Trindade e São Pedro e São Paulo, por exemplo, revelam padrões de endemismo que impressionam os cientistas. Estudos mostram que parte significativa de seus peixes recifais não existe em nenhum outro local do planeta. Essas ilhas também têm espécies que se distribuem entre arquipélagos distantes, mas não alcançam o litoral continental. É o caso de peixes e corais que formam conexões invisíveis, revelando um caminho oceânico que une as ilhas brasileiras a ambientes tão distantes quanto o Caribe.

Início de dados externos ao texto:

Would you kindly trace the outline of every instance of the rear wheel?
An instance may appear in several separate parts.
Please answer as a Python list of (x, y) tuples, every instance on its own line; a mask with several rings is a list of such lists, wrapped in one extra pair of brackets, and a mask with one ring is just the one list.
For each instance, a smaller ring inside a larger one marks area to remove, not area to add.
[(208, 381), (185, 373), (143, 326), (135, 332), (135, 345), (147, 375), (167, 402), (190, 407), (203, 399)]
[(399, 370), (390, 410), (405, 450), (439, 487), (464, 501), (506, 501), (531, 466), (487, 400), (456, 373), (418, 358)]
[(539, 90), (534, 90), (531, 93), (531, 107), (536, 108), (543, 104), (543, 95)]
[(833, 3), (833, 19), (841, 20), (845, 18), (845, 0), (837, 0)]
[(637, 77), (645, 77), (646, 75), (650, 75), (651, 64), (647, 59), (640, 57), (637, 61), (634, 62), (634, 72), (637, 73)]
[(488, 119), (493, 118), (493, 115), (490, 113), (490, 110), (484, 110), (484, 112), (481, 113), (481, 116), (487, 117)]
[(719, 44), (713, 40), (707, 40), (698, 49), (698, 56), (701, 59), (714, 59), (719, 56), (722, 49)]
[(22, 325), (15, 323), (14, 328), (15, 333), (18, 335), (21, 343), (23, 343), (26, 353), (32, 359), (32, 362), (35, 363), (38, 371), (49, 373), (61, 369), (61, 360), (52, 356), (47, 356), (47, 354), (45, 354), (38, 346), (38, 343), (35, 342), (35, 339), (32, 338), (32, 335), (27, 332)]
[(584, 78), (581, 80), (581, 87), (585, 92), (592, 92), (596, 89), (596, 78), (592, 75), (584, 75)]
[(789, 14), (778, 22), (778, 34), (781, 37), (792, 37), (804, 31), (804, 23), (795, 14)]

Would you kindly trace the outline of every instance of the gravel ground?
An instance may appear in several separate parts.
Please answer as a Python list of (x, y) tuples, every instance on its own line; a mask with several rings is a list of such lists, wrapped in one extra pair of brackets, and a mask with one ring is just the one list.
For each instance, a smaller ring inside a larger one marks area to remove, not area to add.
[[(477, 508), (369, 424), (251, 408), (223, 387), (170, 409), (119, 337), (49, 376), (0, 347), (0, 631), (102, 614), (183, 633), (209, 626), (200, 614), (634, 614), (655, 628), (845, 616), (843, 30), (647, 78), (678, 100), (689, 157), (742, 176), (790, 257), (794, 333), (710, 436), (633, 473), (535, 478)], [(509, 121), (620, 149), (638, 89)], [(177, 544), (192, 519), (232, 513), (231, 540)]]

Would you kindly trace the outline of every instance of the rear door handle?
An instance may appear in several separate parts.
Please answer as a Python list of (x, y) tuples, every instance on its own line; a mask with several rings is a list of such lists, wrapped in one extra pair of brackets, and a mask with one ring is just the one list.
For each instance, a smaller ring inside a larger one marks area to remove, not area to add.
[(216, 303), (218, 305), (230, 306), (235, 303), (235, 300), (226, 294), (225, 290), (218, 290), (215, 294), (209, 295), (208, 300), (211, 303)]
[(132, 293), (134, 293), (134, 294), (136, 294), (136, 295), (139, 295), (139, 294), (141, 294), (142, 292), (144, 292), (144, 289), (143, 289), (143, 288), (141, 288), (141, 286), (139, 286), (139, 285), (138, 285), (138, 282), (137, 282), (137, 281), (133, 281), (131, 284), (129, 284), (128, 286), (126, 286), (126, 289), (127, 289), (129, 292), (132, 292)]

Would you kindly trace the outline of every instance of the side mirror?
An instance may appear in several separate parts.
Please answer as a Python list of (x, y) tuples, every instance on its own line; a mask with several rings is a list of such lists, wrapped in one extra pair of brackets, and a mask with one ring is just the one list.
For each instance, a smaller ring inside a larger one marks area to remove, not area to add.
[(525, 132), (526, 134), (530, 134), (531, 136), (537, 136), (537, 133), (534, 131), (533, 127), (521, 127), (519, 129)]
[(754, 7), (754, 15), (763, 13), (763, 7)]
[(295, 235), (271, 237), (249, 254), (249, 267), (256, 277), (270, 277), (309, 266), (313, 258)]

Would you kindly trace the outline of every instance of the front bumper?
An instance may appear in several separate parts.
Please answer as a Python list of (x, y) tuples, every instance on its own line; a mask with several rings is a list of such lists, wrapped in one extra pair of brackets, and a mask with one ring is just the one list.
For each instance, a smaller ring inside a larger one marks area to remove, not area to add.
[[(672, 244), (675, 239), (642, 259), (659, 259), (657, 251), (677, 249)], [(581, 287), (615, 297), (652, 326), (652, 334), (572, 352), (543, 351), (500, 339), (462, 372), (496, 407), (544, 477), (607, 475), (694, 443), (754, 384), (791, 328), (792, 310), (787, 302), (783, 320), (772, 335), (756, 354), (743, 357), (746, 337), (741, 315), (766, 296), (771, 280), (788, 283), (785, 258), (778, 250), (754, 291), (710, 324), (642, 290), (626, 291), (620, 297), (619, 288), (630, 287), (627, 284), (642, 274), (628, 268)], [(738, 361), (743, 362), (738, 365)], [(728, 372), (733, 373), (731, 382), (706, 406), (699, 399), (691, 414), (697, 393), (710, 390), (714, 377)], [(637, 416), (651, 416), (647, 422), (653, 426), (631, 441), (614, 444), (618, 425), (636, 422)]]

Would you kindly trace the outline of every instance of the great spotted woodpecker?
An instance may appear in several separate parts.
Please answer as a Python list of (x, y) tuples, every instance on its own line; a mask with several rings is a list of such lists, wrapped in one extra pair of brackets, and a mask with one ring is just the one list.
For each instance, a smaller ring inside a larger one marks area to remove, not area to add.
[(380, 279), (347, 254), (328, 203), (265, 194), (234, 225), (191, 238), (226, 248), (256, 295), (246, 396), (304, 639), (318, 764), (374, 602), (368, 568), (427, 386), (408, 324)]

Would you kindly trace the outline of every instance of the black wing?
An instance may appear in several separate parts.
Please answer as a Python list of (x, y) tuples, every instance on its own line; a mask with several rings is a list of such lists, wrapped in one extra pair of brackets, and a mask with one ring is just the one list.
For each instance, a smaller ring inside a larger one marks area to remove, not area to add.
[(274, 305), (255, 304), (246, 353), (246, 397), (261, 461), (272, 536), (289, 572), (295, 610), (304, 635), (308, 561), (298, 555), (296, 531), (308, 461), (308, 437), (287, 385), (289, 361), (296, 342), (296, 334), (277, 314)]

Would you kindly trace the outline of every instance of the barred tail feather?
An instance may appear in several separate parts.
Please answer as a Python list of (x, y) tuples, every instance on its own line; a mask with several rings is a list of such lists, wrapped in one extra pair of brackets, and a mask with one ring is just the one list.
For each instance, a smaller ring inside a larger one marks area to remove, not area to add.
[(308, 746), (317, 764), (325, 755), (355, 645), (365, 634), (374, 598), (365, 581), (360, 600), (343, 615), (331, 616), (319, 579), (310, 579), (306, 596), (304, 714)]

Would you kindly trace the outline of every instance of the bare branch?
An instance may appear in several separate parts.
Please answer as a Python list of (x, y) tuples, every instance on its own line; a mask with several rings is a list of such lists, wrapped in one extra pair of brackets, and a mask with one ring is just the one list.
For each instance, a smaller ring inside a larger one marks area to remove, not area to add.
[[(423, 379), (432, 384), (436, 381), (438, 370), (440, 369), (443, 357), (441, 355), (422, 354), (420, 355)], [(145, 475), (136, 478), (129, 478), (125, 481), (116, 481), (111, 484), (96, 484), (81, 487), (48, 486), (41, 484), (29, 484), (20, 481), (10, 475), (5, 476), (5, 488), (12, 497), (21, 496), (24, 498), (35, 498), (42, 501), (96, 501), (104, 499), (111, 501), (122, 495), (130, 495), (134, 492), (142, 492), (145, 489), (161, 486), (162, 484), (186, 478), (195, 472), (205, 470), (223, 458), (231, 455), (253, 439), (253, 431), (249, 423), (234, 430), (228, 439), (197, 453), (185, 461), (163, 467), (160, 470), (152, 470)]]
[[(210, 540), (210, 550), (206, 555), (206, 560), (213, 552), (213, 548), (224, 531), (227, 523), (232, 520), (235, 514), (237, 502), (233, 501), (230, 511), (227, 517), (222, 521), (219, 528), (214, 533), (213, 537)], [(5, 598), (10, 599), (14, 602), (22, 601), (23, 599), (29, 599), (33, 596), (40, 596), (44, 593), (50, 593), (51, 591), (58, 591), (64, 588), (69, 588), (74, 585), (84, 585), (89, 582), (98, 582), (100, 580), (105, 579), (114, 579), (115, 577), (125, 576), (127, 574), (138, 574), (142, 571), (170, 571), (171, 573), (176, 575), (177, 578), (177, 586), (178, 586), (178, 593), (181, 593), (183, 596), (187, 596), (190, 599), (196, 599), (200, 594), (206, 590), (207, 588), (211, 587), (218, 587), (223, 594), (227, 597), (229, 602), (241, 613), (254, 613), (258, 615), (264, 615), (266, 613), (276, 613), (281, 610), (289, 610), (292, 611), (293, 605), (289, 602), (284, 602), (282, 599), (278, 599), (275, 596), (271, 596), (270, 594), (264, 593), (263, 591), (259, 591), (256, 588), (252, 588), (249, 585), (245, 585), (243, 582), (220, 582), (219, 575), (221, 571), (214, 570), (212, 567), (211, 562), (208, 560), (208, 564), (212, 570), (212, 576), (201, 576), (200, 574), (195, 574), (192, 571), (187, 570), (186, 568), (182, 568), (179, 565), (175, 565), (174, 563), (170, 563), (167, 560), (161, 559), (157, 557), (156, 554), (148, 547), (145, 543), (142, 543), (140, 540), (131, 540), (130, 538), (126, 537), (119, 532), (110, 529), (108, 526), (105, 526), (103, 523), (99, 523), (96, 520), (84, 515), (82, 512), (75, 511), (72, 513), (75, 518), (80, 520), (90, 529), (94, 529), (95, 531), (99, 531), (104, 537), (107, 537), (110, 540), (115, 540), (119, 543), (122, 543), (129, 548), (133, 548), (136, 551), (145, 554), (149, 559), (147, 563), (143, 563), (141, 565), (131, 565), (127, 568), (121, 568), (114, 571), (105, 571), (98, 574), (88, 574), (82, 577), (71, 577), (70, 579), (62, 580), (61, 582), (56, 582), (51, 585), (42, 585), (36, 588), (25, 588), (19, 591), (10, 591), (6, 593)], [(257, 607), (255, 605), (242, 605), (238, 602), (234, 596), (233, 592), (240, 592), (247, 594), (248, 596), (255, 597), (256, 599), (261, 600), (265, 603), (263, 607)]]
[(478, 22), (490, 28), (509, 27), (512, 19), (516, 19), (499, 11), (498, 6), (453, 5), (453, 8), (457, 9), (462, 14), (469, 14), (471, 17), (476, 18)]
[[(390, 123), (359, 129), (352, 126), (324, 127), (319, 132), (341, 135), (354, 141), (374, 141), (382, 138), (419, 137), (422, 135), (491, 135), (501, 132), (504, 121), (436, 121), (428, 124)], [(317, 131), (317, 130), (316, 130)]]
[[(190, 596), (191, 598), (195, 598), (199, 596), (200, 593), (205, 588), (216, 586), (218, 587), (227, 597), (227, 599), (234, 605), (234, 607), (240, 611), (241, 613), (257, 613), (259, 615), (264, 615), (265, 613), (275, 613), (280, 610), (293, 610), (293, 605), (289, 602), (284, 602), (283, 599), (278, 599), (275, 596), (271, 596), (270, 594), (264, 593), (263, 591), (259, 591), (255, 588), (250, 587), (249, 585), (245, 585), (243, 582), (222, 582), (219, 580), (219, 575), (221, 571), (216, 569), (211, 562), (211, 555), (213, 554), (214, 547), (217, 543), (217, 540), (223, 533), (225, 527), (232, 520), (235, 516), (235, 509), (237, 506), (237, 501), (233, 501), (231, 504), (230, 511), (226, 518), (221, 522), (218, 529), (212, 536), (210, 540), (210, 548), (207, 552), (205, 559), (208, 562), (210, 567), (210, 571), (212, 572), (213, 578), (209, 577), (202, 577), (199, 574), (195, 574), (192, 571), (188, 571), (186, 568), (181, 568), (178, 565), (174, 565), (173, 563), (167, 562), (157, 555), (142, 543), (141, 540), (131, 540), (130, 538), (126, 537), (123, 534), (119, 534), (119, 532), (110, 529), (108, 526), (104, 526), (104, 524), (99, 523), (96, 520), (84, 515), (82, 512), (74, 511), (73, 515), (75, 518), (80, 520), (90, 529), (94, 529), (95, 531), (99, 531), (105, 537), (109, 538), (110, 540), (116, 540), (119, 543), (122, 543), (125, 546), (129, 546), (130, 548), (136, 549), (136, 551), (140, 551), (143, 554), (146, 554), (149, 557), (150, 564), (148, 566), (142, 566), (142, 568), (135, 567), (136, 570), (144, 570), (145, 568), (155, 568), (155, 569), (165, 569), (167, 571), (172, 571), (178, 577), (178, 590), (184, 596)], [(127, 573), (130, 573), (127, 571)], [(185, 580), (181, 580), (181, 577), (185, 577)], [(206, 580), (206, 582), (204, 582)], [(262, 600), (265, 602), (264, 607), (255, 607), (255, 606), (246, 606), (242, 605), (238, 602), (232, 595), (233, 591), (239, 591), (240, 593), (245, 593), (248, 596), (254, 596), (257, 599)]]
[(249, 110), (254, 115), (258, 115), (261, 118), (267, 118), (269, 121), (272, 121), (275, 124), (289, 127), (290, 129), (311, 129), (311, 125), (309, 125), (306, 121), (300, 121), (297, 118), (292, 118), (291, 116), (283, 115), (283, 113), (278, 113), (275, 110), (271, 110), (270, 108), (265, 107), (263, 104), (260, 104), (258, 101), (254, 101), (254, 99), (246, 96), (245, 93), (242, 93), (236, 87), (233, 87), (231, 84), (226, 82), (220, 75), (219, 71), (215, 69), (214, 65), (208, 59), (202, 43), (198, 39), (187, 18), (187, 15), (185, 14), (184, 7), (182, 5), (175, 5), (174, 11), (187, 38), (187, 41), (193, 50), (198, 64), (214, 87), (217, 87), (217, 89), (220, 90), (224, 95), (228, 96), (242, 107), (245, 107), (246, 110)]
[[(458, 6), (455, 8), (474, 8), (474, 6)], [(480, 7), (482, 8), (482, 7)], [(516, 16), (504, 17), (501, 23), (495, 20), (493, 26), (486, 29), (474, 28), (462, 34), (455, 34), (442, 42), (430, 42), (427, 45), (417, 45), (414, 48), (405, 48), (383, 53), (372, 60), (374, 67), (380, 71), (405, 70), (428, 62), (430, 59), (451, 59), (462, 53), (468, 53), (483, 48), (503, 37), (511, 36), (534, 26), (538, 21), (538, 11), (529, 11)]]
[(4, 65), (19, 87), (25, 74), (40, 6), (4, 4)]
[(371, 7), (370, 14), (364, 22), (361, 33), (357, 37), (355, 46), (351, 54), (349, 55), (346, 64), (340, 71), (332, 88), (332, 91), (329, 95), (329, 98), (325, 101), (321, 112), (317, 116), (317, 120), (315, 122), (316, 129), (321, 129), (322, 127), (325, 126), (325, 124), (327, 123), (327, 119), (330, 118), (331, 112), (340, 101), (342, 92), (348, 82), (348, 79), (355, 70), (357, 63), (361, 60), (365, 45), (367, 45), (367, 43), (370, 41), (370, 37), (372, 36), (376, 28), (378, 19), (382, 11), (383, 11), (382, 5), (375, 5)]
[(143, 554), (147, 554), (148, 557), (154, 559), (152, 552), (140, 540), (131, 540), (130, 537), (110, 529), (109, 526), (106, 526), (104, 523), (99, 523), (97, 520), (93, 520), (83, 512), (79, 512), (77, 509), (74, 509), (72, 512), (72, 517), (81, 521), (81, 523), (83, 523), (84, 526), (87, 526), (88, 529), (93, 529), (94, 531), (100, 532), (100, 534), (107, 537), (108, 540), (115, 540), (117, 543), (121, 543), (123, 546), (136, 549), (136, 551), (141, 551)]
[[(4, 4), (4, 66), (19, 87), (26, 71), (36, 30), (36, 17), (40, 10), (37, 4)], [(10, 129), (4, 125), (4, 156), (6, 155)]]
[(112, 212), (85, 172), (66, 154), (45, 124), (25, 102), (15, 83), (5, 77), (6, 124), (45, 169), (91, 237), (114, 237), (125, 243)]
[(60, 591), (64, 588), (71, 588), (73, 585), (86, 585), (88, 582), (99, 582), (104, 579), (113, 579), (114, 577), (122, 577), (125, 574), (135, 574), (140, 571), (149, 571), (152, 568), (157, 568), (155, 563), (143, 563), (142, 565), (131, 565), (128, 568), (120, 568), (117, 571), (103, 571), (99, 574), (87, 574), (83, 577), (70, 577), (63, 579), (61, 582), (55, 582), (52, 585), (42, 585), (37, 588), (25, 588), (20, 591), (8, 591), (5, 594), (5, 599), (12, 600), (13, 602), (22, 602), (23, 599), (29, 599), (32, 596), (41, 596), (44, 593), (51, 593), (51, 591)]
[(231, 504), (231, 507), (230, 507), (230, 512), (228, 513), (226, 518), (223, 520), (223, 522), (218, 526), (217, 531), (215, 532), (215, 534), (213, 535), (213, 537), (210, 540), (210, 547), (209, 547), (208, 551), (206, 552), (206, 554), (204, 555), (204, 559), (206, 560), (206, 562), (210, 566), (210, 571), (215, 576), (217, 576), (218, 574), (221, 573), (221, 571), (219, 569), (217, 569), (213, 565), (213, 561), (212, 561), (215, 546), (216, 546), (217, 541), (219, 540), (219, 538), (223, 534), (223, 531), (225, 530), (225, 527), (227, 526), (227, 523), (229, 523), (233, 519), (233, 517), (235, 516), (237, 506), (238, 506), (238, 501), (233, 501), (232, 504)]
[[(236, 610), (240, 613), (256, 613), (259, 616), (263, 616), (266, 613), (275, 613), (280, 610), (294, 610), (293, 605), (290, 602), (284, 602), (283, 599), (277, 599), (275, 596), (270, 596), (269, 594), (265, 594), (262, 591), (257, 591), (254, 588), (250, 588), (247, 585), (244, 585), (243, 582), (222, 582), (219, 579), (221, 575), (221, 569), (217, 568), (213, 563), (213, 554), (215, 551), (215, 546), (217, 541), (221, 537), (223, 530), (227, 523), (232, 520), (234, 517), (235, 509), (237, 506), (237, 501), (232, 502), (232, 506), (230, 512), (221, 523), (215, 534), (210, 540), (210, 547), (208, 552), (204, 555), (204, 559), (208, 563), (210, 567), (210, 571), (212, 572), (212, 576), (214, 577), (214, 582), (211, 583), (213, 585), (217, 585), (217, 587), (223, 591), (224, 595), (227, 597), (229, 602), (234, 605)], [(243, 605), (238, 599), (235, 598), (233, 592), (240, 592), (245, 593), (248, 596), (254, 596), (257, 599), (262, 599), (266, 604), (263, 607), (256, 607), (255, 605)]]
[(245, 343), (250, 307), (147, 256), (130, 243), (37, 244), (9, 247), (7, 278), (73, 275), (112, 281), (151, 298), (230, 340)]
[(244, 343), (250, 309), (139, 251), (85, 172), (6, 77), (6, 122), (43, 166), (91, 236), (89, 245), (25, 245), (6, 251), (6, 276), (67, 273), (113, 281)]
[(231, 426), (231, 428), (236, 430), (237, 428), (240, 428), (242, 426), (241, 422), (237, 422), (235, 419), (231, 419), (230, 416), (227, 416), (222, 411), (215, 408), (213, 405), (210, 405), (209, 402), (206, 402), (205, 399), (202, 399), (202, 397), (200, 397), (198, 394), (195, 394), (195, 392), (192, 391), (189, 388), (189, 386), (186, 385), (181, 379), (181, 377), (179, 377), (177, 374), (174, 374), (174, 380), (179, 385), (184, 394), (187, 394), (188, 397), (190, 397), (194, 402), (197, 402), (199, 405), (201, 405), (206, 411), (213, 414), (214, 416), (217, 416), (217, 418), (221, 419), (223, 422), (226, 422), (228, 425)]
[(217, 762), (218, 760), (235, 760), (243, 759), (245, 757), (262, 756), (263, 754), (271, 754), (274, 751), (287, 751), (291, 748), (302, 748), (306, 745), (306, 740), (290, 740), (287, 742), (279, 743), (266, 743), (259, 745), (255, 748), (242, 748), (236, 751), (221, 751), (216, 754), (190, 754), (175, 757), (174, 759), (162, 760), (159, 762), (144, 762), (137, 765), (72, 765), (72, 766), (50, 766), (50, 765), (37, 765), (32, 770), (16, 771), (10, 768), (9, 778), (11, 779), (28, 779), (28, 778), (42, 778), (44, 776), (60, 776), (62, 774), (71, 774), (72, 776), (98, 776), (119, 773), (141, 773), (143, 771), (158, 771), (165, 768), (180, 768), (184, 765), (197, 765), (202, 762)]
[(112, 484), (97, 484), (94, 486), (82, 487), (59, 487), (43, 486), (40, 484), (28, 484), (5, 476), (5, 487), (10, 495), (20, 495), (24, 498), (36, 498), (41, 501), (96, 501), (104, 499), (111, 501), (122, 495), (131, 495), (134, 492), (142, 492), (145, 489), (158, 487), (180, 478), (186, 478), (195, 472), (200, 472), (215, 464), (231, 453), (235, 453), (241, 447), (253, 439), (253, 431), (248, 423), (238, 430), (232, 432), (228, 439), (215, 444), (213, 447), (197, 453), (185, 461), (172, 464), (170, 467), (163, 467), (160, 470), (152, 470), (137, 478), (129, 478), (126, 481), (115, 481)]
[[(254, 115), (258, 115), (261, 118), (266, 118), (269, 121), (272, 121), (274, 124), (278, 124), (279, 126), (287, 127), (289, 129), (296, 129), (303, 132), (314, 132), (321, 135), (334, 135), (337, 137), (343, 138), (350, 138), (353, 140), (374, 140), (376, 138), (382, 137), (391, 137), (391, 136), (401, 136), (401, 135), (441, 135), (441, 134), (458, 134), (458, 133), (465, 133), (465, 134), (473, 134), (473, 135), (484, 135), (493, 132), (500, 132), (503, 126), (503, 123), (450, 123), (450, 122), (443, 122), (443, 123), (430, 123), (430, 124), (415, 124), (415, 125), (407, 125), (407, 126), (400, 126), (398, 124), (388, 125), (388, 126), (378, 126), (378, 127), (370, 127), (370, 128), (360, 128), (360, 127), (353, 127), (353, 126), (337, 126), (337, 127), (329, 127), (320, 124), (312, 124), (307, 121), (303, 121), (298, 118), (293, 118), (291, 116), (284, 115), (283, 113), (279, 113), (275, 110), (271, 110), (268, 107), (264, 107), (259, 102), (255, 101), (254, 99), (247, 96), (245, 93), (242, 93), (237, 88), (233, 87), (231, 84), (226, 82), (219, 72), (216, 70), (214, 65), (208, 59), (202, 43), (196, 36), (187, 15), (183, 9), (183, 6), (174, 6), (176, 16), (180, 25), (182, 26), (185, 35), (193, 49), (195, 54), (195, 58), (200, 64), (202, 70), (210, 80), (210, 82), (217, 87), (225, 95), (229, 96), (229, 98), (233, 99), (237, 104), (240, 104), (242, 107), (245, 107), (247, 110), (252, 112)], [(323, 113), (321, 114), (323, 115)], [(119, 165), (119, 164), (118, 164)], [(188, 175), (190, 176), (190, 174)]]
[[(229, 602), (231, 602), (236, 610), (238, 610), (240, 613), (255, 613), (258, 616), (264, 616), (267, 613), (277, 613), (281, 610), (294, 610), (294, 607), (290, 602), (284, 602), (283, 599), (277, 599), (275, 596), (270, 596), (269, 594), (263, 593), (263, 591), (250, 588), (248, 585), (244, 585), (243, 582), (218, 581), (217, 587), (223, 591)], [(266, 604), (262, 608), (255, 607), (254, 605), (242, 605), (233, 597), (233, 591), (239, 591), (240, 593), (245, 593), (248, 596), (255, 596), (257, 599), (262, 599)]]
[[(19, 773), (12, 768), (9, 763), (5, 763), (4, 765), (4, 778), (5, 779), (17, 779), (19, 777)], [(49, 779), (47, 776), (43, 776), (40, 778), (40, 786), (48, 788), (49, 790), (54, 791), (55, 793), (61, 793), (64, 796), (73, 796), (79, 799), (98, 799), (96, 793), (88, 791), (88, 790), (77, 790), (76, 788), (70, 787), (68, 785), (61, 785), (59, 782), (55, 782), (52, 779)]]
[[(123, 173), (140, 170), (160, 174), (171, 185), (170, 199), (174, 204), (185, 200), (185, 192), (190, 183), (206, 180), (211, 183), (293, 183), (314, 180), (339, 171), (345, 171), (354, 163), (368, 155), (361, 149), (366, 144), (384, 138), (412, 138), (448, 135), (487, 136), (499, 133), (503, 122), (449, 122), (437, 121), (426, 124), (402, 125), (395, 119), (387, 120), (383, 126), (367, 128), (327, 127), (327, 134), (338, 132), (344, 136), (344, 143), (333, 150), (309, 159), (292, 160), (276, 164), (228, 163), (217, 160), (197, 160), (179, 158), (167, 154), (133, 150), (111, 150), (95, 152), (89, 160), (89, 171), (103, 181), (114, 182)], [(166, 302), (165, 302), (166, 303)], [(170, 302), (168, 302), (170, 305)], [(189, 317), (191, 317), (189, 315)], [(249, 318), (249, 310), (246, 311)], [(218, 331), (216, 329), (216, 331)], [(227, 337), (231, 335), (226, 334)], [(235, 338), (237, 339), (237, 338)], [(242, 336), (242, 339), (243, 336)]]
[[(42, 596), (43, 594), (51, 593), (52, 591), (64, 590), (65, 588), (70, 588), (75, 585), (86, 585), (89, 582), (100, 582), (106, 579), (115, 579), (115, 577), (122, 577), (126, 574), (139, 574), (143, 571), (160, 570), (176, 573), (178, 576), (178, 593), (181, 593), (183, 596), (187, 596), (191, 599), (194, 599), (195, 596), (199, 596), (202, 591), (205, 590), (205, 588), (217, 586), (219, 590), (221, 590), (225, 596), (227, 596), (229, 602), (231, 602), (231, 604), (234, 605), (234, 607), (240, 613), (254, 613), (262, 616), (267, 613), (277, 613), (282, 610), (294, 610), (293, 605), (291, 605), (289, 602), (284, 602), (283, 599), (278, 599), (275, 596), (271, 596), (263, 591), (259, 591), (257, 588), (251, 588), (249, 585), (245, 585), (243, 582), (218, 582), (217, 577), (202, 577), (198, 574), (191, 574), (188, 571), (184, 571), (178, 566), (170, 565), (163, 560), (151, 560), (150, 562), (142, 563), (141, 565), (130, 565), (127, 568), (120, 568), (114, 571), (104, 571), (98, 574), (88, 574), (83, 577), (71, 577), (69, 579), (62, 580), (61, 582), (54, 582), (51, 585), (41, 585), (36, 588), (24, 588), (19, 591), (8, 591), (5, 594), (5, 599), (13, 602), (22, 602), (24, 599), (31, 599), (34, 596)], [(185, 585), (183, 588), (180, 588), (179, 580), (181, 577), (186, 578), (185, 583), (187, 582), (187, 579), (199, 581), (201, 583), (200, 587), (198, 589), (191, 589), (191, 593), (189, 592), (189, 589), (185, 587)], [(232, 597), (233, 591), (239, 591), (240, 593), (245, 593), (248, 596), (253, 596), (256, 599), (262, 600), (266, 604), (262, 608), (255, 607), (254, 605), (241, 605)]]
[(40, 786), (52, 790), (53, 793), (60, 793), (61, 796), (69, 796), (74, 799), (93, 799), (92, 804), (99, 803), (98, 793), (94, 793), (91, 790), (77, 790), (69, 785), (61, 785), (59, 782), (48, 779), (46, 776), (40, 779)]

Um dos avanços do estudo é a proposta de uma nova maneira de medir o endemismo: o chamado endemismo provincial-ilha. A ideia é não se limitar às espécies daquele local, mas também reconhecer aquelas restritas a uma província biogeográfica — conjunto de ilhas que compartilham barreiras ecológicas comuns.
Proximidade
No caso brasileiro, isso significa que espécies presentes em mais de uma ilha oceânica, mas ausentes no continente, também devem ser consideradas endêmicas. "Algumas espécies endêmicas de Fernando de Noronha ocorrem também no Atol das Rocas ou na Ilha de São Pedro e São Paulo, e vice-versa. Mas são espécies que não colonizaram a região costeira. Portanto, como são ilhas que estão relativamente próximas, as espécies que ocorrem por lá são consideradas endêmicas pelo critério que propomos", explica Huson Pinheiro.
Apesar de sua riqueza, as ilhas oceânicas brasileiras estão longe de estar plenamente protegidas. A pesca, tanto comercial quanto recreativa, já provocou quedas populacionais significativas em espécies de recife em locais como Trindade e São Pedro e São Paulo. Além disso, o comércio internacional de aquário chegou a pressionar peixes ornamentais raros, como anjos-marinhos de colorações únicas. Embora algumas medidas de proteção tenham sido implementadas, a vulnerabilidade persiste.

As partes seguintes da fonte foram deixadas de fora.